“I beg your pardon, but Mr. Murphy is engaged,” put in a haughty looking young woman with black eyes that snapped angrily.
“Now, Miss Judith,” said the baggage master, who knew many of the students by name, “don’t go fer to git excited. I ain’t made no promises to no one. It’s plain to see this here young lady is a newcomer, and, as sich, she gits my fust consideration.”
“Oh, please excuse me,” said the girl in shabby brown. “I’m not used to—I mean I haven’t traveled very much.”
Judith turned irritably away.
“I should think you hadn’t,” she said in a low voice, but loud enough to be overheard. “Freshies have a lot to learn and one is to respect their elders.”
The new girl put down her straw suit case and leaned against the wall of the station. She looked tired and there was a streak of soot across her cheek. The trip from Kentucky in this warm September weather was not the pleasantest journey in the world. While she waited for Mr. Murphy to return with news of her trunk, her attention was claimed by two girls standing at her elbow who were talking cheerfully together.

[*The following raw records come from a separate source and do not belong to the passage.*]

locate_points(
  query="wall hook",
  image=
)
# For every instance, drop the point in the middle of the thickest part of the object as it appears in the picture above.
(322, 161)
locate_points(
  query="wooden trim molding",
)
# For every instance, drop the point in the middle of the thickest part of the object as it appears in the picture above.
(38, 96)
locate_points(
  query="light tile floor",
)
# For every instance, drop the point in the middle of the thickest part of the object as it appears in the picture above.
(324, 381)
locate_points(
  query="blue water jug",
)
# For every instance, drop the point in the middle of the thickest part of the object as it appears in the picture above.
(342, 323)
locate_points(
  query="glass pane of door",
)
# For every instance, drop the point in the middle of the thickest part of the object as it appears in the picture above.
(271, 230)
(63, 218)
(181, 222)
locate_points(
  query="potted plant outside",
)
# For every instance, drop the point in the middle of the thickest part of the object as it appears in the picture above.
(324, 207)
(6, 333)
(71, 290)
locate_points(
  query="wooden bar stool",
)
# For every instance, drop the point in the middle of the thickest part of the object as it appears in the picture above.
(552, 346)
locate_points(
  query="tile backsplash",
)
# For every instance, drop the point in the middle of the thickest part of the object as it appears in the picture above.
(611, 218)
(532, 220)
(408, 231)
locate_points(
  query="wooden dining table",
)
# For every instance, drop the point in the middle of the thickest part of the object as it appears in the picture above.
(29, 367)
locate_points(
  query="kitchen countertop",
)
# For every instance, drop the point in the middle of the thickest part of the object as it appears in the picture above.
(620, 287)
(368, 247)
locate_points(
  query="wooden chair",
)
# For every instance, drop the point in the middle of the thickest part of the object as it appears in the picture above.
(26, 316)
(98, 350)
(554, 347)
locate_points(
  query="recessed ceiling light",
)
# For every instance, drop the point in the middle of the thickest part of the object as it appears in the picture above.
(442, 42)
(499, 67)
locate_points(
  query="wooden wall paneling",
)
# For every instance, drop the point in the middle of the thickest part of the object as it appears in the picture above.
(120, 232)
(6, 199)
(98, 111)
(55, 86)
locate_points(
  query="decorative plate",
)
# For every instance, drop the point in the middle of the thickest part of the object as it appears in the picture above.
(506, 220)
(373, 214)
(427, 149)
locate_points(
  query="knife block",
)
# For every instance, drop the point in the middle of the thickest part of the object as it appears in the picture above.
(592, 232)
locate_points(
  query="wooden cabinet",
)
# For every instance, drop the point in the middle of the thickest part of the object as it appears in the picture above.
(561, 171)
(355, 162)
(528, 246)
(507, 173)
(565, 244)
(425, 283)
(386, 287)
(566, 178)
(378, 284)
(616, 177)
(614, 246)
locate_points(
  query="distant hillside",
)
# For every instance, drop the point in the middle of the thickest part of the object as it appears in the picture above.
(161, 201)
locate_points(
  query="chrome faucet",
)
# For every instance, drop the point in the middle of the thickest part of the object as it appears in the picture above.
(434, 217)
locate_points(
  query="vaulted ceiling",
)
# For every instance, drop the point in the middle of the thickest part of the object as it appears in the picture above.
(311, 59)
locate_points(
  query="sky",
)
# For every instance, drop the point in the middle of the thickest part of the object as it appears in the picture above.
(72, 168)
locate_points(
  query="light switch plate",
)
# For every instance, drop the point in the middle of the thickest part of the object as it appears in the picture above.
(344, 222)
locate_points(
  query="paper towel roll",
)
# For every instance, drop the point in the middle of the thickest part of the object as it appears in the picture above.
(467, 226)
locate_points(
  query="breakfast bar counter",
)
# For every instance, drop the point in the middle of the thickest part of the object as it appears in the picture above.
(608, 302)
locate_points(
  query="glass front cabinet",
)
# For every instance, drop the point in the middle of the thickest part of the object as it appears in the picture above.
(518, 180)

“Yes,” said one of them, a plump, brown-eyed girl with brown hair, a slightly turned-up nose and a humorous twitch to her lips, “I have a room at Queen’s cottage. It’s the best I could do unless I went into one of the expensive suites in the dormitories, and you know I might as well expect to take the royal suite on the Mauretania and sail for Europe as do that.”
The other girl laughed.
“You’d be quite up to doing anything with your enterprising ways, Nance Oldham,” she exclaimed.
“Oh, are you going to Queen’s cottage?” here broke in the girl in shabby brown. “I’m there, too. My name is Molly Brown. I come from Kentucky. I feel awfully forlorn and homesick arriving at the University station without knowing a soul.”